The Path of Nurturing and Nourishing - A Place to Call Home

The House Witch: Your Complete Guide to Creating a Magical Space with Rituals and Spells for Hearth and Home - Arin Murphy-Hiscock 2018

The Path of Nurturing and Nourishing
A Place to Call Home

The path of the house witch is rooted in the parallel paths of nurturing and nourishing. What do these words mean? The Oxford English Dictionary defines to nurture as “[to] rear and encourage the development of (a child); [to] cherish (a hope, belief, or ambition).” The noun is defined as “the action or process of nurturing; upbringing, education, and environment as a factor determining personality.” It defines to nourish as to “provide with the food or other substances necessary for growth and health; [to] keep (a feeling or belief) in one’s mind for a long time.”

These two definitions describe a lot of hearthcraft in a nutshell: providing both physical and environmental sustenance in order to support growth, health, and development. Hearthcraft seeks to nourish and nurture on a spiritual level as well as the physical level. Let’s explore why the basics of caring for someone are so important.

The Power of Basic Needs

Food and shelter are two of the most basic things an individual requires in order to live a good life. The concept of hearth and home reflects both of these things: warmth, protection, and food. These may seem to be insignificant when compared to other, more lofty goals in life, but in reality, these basic needs have to be fulfilled in order for you to explore the higher potential of your life and spirit.

Abraham Maslow’s hierarchy of needs demonstrates this requirement. Maslow proposed a chain of needs, each rooted in the previous one. The hierarchy of needs demonstrates that fundamental physical requirements such as food, shelter, and protection are valid needs that must be addressed in order to create the security and energy required to pursue the other higher needs that Maslow outlined, such as creating an aesthetically pleasing environment or pursuing understanding of the self within the community. Maslow’s theory isn’t absolute, but it does provide a useful explanation for humanity’s focus on the concept of hearth and home, and why it seems to be so ingrained in our cultures and psyches.

Maslow’s hierarchy is often expressed as a pyramid with basic, or lower-order, needs at the bottom and higher-order needs at the top:

1. Basic physical needs, such as food and shelter.

2. Safety needs, such as protection from the elements and a feeling of security from the unknown.

3. The need for love and belonging, within a small social unit and a larger community.

4. Self-esteem needs, or confirming the sense of acceptance within the community, from which issues the sense of self-worth.

5. The need for understanding, again from the community within which one operates.

6. Aesthetic needs, or being able to manipulate one’s environment in a desired way to reflect beauty or another value.

7. The need for self-actualization, which can be interpreted as self-improvement and feeling rewarded or satisfied by your life, as well as having the impetus to strive for more.

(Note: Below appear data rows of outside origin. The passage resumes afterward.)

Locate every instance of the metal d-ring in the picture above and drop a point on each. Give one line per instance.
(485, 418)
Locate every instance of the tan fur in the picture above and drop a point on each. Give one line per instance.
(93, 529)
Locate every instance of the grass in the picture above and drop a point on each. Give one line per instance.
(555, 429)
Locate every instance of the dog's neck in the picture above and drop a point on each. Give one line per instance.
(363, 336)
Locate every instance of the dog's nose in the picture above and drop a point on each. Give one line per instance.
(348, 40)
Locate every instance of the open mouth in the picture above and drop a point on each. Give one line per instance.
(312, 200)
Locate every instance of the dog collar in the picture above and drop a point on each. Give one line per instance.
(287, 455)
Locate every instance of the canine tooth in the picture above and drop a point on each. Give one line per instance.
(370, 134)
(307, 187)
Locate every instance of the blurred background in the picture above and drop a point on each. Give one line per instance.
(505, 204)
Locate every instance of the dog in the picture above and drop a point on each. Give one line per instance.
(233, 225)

8. Transcendence and peak experience, the culmination of the process of self-actualization and the ultimate spiritual escape from the material world: the absence of need.

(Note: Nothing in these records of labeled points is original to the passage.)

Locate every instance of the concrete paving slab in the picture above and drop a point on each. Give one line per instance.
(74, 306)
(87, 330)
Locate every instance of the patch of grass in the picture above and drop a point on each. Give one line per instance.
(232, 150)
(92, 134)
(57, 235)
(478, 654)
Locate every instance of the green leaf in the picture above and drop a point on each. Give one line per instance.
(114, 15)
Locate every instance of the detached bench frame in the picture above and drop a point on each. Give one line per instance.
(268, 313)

Hearthcraft tends to focus on securing and maintaining the basic needs. This is far from being simplistic or primitive: every person requires at least the first two needs of food and protection in order to survive. Hearthcraft is rooted in these primary needs, making it a necessary and highly respected path. Without the assurance of these basic needs, you cannot go on to explore more exalted paths or seek more challenging paths in life. In the end, the focal issues addressed in hearthcraft are required by every person in some way, shape, or form.

Knowing this, it is still hard to believe that there are people who dismiss the idea that anyone who works to maintain a secure and happy home is missing something or limiting themselves in some way. The casual dismissal of men or women who have chosen to follow a domestic-centered path as second-class citizens, for example, is shameful when one looks at cultural mores and stories that describe the woman as queen within her home, who managed and ordered and made sure the family had a safe, warm, secure, and successful base from which to operate, thereby maximizing their chances of success in their chosen paths. With basic needs met and accounted for, you can focus your energy on the higher, more spiritual needs, such as self-actualization and transcendence.

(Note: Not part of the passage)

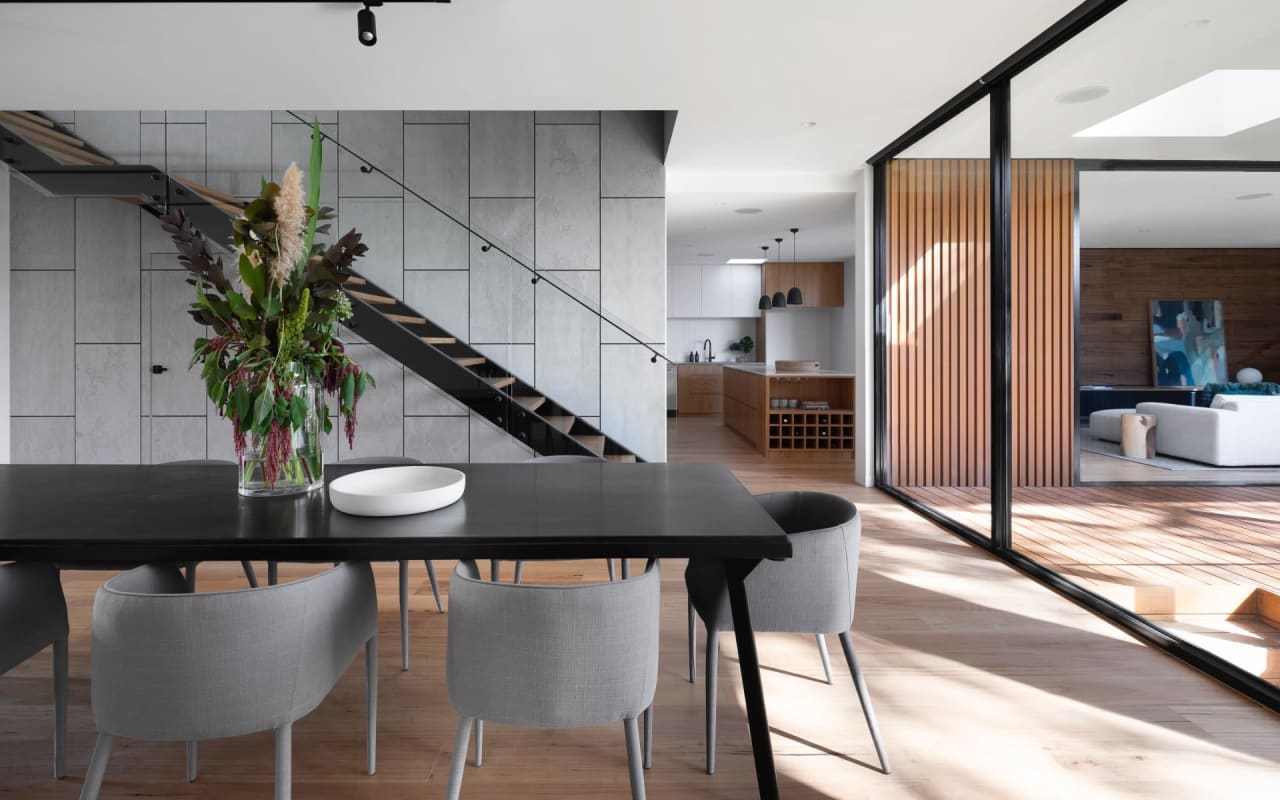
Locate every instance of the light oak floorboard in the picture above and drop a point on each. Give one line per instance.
(986, 685)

Practicing hearthcraft is an excellent method whereby confidence and self-esteem may be secured through answering basic needs. The more control you have over the energy and function of your home environment, the more likely you and your family are to be relaxed and happy. When you are relaxed, there are fewer obstacles to divert the life-renewing energy flowing through your life. Stress, anxiety, and fear commonly snarl up and divert the energy flowing through your life. Keeping a welcoming, serene, and happy hearth maximizes your potential to create a successful life, resting upon the firm foundation built at the hearth, in the spiritual heart of the home.